Cutting $8.1 million would “directly impact instruction” and “I don’t think anyone at any point anticipated that we would be in a position where we would have to cut services to students who are not English Language Learners in order to provide legally mandated services to English Language Learners,” he said.
“The thing that’s very important to understand about education is that it is a labor-intensive business model,” Board of Education Finance Committee Chairwoman Barbara Meyer-Mitchell said. “It simply cannot be done without people, and without the relationships that those people develop with our students.”
“We have contractual obligations with the unions on class sizes, so we can’t cut in the area of class sizes without violating our contracts,” she continued. “So we are really in a bind when our enrollment increases the way it has, and especially when it increases in an area of high needs like ELL and SpEd because that requires specialized instruction in areas that are labor scarcity, so we have to bid against our neighbors competitively. So all of that leads me to say that the Board is extremely aware of the circumstances that the City finds itself in.”
“I do really want to remind you though, that education is an area in which we are legally mandated to provide these services and we lay the city open to liability legally, if we do not provide them appropriately,” Meyer-Mitchell concluded.
“There are a lot of moving pieces because of COVID-19 and we are still getting our arms around all the positives and negatives, if you will, from a financial standpoint,” Hamilton said.
Camacho asked about the healthy start time initiative, in regards to transportation expenses.
“We had estimated these costs based upon our current contract, the new contract has come in $330,000 less,” Adamowski said.
The new contract includes propane buses, cameras on buses, an improved tracking app and special transportation for Jefferson Elementary students to attend Ponus Ridge, as their school is renovated. The Board of Education originally expected this to cost more than $700,000. That expectation was reduced to $457,000 and then bids came in much lower than anticipated. The end result is that NPS is paying $104,000 for more value, saving $330,000 from what it would have spent if it hadn’t negotiated a new contract.

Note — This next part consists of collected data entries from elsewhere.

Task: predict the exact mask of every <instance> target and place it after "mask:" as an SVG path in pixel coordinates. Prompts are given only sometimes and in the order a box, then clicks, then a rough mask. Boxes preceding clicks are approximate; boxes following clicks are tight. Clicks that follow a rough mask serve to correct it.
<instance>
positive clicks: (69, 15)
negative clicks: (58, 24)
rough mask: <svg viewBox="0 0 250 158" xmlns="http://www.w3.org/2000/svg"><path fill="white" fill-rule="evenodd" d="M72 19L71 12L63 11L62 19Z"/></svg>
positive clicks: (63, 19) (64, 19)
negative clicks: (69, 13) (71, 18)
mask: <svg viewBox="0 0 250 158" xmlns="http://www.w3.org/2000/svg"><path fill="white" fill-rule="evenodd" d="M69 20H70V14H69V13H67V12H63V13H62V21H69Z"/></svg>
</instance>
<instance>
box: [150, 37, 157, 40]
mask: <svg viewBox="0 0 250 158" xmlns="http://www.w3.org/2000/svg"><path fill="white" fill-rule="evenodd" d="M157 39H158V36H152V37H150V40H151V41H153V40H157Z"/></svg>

Those savings are factored into the proposed cuts, Adamowski said.
Rilling ended the discussion by suggesting that “if we just keep the cap as it is, that doesn’t mean that in the future, we can’t come back and revisit the budget once we have a better idea of what’s happening, and how much this is going to cost us.”
Camacho asked how the Board would budget, without knowing if it would get the additional $1.5 million.
“I just think we look at the cap that’s been set,” Rilling said. “We’re coming up on the end of the fiscal year. (Norwalk Director of Management and Budgets Angela Fogel and Dachowtize) will be working with (Hamilton) and seeing if there is going to be a surplus, what that surplus is going to be. And then if there is a surplus, perhaps some of that surplus can be used to give them that 1.5 million that they need. Or we can ask later on for an increase if we feel as the budget year’s going forward.”
Using Rainy Day Fund money for ongoing expenses is irresponsible but the fund has been very responsibly built up and is needed now for the emergency situation, Rilling said.
“So again, just seeing how things play out,” Rilling said. “… July 1 is when this new budget will take effect. We’ve got 12 months to work on where the budget is at any given time. And I know that Henry, Mr. Dachowitz, and Mr. Hamilton will be communicating regularly to see at any given time where we are and where we need to be. And I think the BET will be very open to listening to some reasonable thoughts about what has to happen and perhaps what other allocation needs to be made.”